Filing for bankruptcy is not an easy decision. Most people do not come to this decision lightly, and many who choose it are already coming out of another messy situation -- divorce. If you are divorced and realizing that you cannot financially make ends meet and your burden of debt is too much, you can consult with a bankruptcy attorney. Just be aware that if you are the one that received the house in the divorce, you may lose it entirely during a bankruptcy. Here is how that typically happens:
You Live in a State Where Keeping the House Comes with Requirements
Some states require that you show that you can continue making payments on the house after the divorce and during a bankruptcy filing and discharge. If you cannot, the judge could order you to sell the house, and use whatever profits gained to pay your debts and help you move into an apartment. Granted, this would be an uncommon occurrence, but it does happen.
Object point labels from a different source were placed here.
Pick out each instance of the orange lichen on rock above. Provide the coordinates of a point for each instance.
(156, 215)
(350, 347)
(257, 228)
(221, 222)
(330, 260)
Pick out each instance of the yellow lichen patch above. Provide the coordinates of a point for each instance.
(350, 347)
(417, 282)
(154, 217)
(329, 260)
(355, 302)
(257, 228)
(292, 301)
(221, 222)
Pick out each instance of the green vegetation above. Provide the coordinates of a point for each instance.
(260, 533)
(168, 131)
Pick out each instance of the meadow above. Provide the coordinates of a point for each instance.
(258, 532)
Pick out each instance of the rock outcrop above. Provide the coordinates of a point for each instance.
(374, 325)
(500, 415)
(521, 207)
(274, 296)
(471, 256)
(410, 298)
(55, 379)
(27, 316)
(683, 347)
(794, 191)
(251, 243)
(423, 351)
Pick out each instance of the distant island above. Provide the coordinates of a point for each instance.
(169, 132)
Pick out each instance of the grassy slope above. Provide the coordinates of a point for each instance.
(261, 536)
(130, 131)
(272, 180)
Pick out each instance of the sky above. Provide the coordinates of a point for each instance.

Your Decision to File for Bankruptcy Affects Your Ex's Credit
If you received the house in the divorce but you have not transferred over the title into your name alone, filing for bankruptcy negatively affects your ex's credit. The house is named as an asset in your bankruptcy filing; as such, your mortgage lender can and will notify the other party of the bankruptcy. Your ex can then sue for the house to save it from being lost in the bankruptcy and prevent damage to his/her credit. In this way, you may lose the house after winning it from your ex in the divorce proceedings.
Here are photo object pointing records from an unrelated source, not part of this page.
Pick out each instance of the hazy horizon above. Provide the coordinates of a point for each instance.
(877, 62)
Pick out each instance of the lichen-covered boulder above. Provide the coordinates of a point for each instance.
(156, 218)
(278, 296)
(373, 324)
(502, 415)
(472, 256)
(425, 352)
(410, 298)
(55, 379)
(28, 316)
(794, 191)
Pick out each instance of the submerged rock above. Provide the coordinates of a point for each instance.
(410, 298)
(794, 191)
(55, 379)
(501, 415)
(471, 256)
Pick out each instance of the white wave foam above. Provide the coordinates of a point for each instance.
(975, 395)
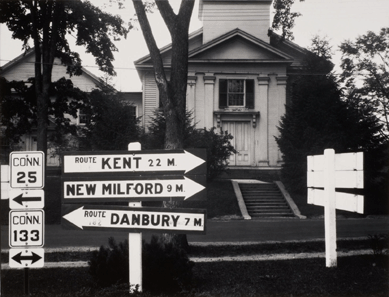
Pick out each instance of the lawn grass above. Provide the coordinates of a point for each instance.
(354, 276)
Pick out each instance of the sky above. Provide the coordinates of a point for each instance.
(337, 20)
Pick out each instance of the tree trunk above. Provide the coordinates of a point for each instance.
(173, 92)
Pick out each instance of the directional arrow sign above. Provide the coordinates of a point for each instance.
(133, 219)
(22, 199)
(136, 161)
(26, 258)
(131, 190)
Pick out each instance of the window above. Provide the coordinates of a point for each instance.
(132, 113)
(83, 118)
(236, 93)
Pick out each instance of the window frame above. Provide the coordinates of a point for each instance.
(226, 99)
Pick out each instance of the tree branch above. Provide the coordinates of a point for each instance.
(155, 55)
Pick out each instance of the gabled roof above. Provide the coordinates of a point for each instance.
(289, 52)
(19, 59)
(275, 54)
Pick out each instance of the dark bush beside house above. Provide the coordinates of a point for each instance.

The Marital Home Is Supposed to Be Sold and Profits Split, but Becomes the Means of Debt Consolidation
Probably one of the worst-case scenarios that can happen in another handful of states is when you are recently divorced and the judge rules that no one gets the marital home. Instead, the marital home has to be sold, and the profits have to be split between you and your ex. If you file for bankruptcy before the home is sold, the home is listed as an asset for sale, and all of the profits from the sale could be seized or ordered by the courts to pay for your debts. This might create more issues with your ex, so it is a good idea to ask your bankruptcy lawyer how to proceed in this situation (if it applies to you).